Open Training Resources

Some disconnected thoughts about who gives a whatever about OERs, brought on in part by @liamgh’s Why remix an Open Educational Resource? (see also this 2 year old post: So What Exactly Is An OpenLearn Content Remix?). A couple of other bits of context too, to to situate HE in a wider context of educational broadcasting:

Trust partially upholds fair trading complaints against the BBC: “BESA appealed to the Trust regarding three of the BBC’s formal learning offerings on bbc.co.uk between 1997 and 2009. … the Trust considers it is necessary for the Trust to conduct an assessment of the potential competitive impacts of Bitesize, Learning Zone Broadband and the Learning Portal, covering developments to these offerings since June 2007, and the way in which they deliver against the BBC’s Public Purposes. This will enable the Trust to determine whether the BBC Executive’s failure to conduct its own competitive impact assessment since 2007 had any substantive effect. … No further increases in investment levels for Bitesize, Learning Zone Broadband and the Learning Portal will be considered until the Trust has completed its competitive impact assessment on developments since 2007

Getting nearer day by day: “We launched a BBC College of Journalism intranet site back in January 2007 … aimed at the 7,500 journalists in the BBC … A handful of us put together about 1200 pages of learning – guides, tips, advice – and about 250 bits of video; a blog, podcasts, interactive tests and quizzes and built the tools to deliver them. A lot of late nights and a lot of really satisfying work. Satisfying, too, because we put into effect some really cool ideas about informal learning and were able to find out how early and mid career journalists learn best. … The plan always was to share this content with the people who’d paid for it – UK licence fee payers. And to make it available for BBC journalists to work on at home or in parts of the world where a www connection was more reliable than an intranet link. Which is where we more or less are now.” [my emphasis; see also BBC Training and Development]

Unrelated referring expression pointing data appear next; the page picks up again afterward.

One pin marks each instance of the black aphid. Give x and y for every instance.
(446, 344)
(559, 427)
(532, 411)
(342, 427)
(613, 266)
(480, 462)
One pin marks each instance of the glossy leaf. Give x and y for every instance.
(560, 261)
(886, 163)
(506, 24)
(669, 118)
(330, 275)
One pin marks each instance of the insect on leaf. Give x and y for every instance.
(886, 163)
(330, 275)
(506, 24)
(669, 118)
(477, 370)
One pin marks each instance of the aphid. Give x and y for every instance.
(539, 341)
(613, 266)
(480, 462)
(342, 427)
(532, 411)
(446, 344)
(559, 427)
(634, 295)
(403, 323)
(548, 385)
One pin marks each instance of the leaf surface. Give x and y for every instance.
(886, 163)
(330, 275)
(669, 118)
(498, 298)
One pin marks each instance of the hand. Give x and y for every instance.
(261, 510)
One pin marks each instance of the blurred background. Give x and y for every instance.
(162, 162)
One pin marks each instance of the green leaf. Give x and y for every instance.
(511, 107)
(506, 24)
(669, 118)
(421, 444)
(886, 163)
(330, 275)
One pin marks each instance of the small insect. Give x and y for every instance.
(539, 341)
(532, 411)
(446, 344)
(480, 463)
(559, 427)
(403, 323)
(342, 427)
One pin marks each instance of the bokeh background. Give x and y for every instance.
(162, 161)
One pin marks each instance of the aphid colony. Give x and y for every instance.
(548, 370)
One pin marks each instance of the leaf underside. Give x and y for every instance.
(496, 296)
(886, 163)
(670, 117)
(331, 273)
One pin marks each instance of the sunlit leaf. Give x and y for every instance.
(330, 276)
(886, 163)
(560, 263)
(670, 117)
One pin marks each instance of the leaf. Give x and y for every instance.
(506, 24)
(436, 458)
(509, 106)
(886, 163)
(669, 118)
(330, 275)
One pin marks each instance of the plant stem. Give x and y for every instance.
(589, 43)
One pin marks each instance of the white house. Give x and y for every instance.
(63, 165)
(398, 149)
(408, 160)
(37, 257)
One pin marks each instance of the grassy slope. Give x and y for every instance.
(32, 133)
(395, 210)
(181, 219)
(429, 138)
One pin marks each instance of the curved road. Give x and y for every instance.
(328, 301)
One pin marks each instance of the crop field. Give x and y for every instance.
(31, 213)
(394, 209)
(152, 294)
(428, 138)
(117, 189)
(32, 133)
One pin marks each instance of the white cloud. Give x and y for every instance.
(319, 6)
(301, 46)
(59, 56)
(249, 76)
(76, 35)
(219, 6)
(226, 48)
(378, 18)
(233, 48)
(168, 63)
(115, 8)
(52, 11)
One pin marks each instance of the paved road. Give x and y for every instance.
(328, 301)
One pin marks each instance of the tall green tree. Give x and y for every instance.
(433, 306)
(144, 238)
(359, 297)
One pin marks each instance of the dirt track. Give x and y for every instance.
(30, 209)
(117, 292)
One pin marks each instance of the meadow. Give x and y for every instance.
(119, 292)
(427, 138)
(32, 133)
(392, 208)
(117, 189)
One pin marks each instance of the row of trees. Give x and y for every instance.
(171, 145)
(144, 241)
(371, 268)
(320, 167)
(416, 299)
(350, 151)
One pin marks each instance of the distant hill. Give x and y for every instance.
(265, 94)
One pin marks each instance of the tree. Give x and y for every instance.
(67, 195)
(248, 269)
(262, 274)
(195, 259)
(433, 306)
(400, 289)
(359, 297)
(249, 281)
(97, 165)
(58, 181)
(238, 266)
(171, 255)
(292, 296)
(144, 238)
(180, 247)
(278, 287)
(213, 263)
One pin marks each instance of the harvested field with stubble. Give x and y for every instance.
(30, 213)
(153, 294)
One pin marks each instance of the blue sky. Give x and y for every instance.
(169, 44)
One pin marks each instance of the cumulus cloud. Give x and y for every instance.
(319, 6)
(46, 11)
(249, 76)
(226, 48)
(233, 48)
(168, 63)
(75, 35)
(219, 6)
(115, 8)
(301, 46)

And this: Towards Vendor Certification on the Open Web? Google Training Resources

So why my jaded attitude? Because I wonder (again) what it is we actually expect to happen to these OERs (how many OER projects re-use other peoples’ bids to get funding? How many reuse each others ‘what are OERs stuff’? How many OER projects ever demonstrate a remix of their content, or a compelling reuse of it? How many publish their sites as a wiki so other people can correct errors? How many are open to public comments, ffs? How many give a worked example of any of the twenty items on Liam’s list with their content, and how many of them mix in other people’s OER content if they ever do so? How many attempt to publish running stats on how their content is being reused, and how many demonstrate showcase examples of content remix and reuse.

That said, there are signs of some sort of use: ‘Self-learners’ creating university of online; maybe the open courseware is providing a discovery context for learners looking for specific learning aids (or educators looking for specific teaching aids)? That is, while use might be most likely at the disaggregated level, discovery will be mediated through course level aggregations (the wider course context providing the SEO, or discovery metadata, that leads to particular items being discovered? Maybe Google turns up the course, and local navigation helps (expert) users browse to the resource they were hoping to discover?)

Early days yet, I know, but how much of the #ukoer content currently being produced will be remixed with, or reused alongside, content from other parts of that project as part of end-of-project demos? (Of course, if reuse/remix isn’t really what you expect, then fine… and, err, what are you claiming, exactly? Simple consumption? That’s fine, but say it; limit yourself to that…)

Ok, rant part over. Deep breath. Here comes another… as academics, we like to think we do the education thing, not the training thing. But for those of you who do learn new stuff, maybe every day, what do you find most useful to support that presumably self-motivated learning? For my own part, I tend to search for tutorials, and maybe even use How Do I?. That is, I look for training materials. A need or a question frames the search, and then being able to do something, make something, get my head round something enough to be able to make use of it, or teach it on, frames the admittedly utilitarian goal. Maybe that ability to look for those materials is a graduate level information skill, so it’s something we teach, right…? (Err… but that would be training…?!)

So here’s where I’m at – OERs are probably [possibly?] not that useful. But open training materials potentially are. (Or maybe not..?;-) Here are some more: UNESCO Training Platform

And so is open documentation.

They probably all could come under the banner of open information resources, but thy are differently useful, and differently likely to be reused/reusable, remixed/remixable, maintained/maintainable or repurposed/repurposeable. Of them all, I suspect that the opencourseware subset of OERs is the least re* of them all.